Field NameTypeExampleDescriptionRequired
typetextCHAT_WITH_IMAGEFeature identifier✔️
modeltextgpt-4oAI model to use✔️
conversationIdtextimage-analysis-123Unique conversation identifier✔️
promptObject.promptstringWhat do you see in this image?Your message or question✔️
promptObject.imageListarray["image1.jpg", "image2.png"]Array of uploaded image keys✔️
promptObject.isMixedbooleanfalseEnable mixed conversation mode✖️
promptObject.webSearchbooleanfalseEnable web search for enhanced responses✖️
promptObject.numOfSitenumber5Number of sites to search (if webSearch enabled)✖️
promptObject.maxWordnumber1000Max words per site (if webSearch enabled)✖️

Parameter Details

imageList: Array of image keys obtained from uploading images via the Asset API. Images should be in PNG, JPEG, or WebP format.

conversationId: Unique identifier for the conversation. Use the same ID to continue an existing conversation or create a new one for each new chat session.

isMixed: When enabled, allows mixing different models within the same conversation thread.
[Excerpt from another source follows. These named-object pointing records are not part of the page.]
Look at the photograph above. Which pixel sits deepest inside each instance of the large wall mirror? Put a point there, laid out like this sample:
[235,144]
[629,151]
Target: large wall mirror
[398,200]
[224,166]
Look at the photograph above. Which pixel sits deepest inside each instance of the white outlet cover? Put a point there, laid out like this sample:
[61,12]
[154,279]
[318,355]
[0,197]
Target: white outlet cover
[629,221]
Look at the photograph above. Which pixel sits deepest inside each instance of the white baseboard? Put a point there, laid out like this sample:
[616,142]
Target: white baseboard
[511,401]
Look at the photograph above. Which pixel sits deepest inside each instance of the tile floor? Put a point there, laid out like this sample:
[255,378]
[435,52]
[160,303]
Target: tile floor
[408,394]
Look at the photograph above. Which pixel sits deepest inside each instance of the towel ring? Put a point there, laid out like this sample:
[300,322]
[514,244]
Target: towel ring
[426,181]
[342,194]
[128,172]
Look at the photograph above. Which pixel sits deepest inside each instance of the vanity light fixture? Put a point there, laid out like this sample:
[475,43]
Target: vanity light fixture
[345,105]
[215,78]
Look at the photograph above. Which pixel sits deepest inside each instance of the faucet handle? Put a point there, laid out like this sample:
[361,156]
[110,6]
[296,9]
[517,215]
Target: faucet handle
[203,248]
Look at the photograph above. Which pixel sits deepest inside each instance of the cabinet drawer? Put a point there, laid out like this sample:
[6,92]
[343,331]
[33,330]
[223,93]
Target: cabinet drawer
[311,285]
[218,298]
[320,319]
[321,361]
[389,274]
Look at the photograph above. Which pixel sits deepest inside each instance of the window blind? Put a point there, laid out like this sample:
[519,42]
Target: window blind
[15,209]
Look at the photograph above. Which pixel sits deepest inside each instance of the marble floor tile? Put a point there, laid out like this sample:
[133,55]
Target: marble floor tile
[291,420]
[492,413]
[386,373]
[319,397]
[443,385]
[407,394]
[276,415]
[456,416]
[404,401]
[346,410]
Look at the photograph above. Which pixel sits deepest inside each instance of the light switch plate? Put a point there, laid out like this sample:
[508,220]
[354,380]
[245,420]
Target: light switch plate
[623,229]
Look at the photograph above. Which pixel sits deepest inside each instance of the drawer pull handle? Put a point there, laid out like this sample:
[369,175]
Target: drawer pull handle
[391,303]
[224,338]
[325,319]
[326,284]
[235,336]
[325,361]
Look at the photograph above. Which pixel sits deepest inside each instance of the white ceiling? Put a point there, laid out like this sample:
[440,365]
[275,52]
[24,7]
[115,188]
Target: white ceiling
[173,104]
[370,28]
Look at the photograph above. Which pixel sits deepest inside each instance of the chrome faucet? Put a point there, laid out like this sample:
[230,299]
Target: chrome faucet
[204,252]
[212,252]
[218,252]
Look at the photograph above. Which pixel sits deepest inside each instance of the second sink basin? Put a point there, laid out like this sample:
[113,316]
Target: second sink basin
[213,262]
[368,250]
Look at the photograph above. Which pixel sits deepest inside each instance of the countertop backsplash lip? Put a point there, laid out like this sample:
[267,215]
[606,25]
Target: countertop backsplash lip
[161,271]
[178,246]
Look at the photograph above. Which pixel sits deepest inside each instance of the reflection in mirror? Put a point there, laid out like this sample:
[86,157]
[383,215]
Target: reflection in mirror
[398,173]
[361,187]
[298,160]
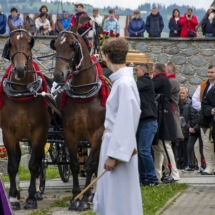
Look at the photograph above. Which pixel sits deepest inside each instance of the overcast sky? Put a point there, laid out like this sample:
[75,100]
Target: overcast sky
[134,3]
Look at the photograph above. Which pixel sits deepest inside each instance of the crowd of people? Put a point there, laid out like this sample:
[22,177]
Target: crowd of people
[175,146]
[182,137]
[179,25]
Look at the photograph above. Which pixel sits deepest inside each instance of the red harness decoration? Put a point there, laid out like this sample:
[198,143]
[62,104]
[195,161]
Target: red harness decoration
[8,74]
[104,91]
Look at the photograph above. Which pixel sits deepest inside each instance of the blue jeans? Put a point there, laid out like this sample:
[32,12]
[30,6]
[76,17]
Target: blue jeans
[209,35]
[145,135]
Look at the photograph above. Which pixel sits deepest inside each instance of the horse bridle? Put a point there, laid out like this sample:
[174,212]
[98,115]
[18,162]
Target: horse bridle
[20,52]
[70,60]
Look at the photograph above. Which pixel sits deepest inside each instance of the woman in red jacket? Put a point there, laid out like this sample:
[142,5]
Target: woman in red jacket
[188,23]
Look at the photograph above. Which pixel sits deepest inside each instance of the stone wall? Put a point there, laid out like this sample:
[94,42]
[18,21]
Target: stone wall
[191,56]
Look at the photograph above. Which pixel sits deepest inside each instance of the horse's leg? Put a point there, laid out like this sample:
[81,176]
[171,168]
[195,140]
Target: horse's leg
[72,144]
[37,144]
[38,194]
[91,166]
[14,156]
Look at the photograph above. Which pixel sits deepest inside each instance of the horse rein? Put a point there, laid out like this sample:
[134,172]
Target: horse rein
[20,52]
[70,60]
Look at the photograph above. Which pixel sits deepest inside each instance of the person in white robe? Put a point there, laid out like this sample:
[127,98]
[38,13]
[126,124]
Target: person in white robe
[118,190]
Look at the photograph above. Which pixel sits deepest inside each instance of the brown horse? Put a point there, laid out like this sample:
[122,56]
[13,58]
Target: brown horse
[27,119]
[80,120]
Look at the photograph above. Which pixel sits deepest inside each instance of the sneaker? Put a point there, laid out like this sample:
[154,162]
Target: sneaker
[188,169]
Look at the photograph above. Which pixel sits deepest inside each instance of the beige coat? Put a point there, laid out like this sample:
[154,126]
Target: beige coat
[39,22]
[175,100]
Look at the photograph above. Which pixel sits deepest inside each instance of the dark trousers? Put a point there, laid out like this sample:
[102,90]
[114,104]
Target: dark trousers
[145,134]
[191,155]
[184,149]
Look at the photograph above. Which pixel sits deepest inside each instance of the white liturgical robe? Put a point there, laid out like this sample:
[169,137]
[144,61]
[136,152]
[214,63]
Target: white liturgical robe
[118,191]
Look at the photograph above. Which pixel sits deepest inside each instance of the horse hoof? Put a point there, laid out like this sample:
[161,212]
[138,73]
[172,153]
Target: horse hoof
[15,206]
[84,206]
[30,204]
[38,196]
[74,205]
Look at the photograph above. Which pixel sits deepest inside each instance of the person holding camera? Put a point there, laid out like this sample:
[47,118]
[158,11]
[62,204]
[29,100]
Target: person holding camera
[208,23]
[188,23]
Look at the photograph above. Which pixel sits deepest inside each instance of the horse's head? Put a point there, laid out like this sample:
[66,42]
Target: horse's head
[20,45]
[70,50]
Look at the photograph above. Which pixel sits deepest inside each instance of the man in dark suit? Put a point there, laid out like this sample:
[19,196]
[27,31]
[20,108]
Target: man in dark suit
[147,126]
[167,129]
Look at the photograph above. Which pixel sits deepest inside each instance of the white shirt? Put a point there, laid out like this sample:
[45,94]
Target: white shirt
[196,98]
[118,191]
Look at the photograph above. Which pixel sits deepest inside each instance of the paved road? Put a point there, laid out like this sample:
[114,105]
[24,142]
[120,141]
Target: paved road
[50,196]
[55,190]
[196,200]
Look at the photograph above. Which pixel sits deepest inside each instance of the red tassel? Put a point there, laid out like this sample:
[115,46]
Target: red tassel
[170,166]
webSearch: Enables real-time web search to enhance responses with current information related to the image content.

Endpoint

Request Headers

FieldValue
API-KEY<api-key>
Content-Typeapplication/json

Code Example

curl --location 'https://api.1min.ai/api/features' \
--header 'API-KEY: <api-key>' \
--header 'Content-Type: application/json' \
--data '{
"type": "CHAT_WITH_IMAGE",
"model": "gpt-4o",
"conversationId": "image-analysis-session-1",
"promptObject": {
"prompt": "What do you see in this image? Please describe the scene in detail.",
"imageList": ["uploads/images/photo-123.jpg"],
"isMixed": false,
"webSearch": false,
"numOfSite": 3,
"maxWord": 500
}
}'

Interactive Playground

API Playground

https://api.1min.ai/api/features

Generated cURL Command:

curl -X POST "https://api.1min.ai/api/features" \
-H "API-KEY: <your-api-key>" \
-H "Content-Type: application/json" \
-d '{
"type": "CHAT_WITH_IMAGE",
"model": "gpt-4o",
"conversationId": "image-analysis-session-1",
"promptObject": {
"prompt": "What do you see in this image? Please describe the scene in detail.",
"imageList": [
"uploads/images/photo-123.jpg"
],
"isMixed": false,
"webSearch": false,
"numOfSite": 3,
"maxWord": 500
}
}'

Response Format

{
"status": "success",
"message": "Streaming response will be returned",
"data": {
"conversationId": "image-analysis-session-1",
"aiRecordId": "record-123",
"streamingUrl": "/api/features/stream/record-123"
}
}

Conversation Examples

Basic Image Description

{
"type": "CHAT_WITH_IMAGE",
"model": "gpt-4o",
"conversationId": "photo-analysis-1",
"promptObject": {
"prompt": "Describe this image in detail",
"imageList": ["landscape-photo.jpg"]
}
}

Multiple Images Comparison

{
"type": "CHAT_WITH_IMAGE",
"model": "claude-3-5-sonnet-20240620",
"conversationId": "comparison-session",
"promptObject": {
"prompt": "Compare these two images and tell me the differences",
"imageList": ["image1.jpg", "image2.jpg"]
}
}
{
"type": "CHAT_WITH_IMAGE",
"model": "gemini-1.5-pro",
"conversationId": "research-session",
"promptObject": {
"prompt": "What building is this and what's its historical significance?",
"imageList": ["building-photo.jpg"],
"webSearch": true,
"numOfSite": 5,
"maxWord": 1000
}
}

Best Practices

  1. Image Quality: Use clear, high-resolution images for better analysis results
  2. Specific Questions: Ask specific questions to get more detailed and relevant responses
  3. Context: Provide context about what you're looking for in the image
  4. Conversation Flow: Use the same conversationId to maintain context across multiple exchanges
  5. Model Selection: Choose models based on your needs:
    • GPT-4o: Best overall performance for detailed analysis
    • Gemini: Excellent for large context and multiple images
    • Claude: Great for creative and detailed descriptions
    • Mini models: Cost-effective for simple questions

Error Handling

Common error scenarios:

  • Invalid image format: Ensure images are in PNG, JPEG, or WebP format
  • Image too large: Resize images if they exceed size limits
  • Missing images: Verify that imageList contains valid uploaded image keys
  • Model limitations: Some models may have specific image size or format requirements

Authentication

This endpoint requires an API key to be provided in the API-KEY header.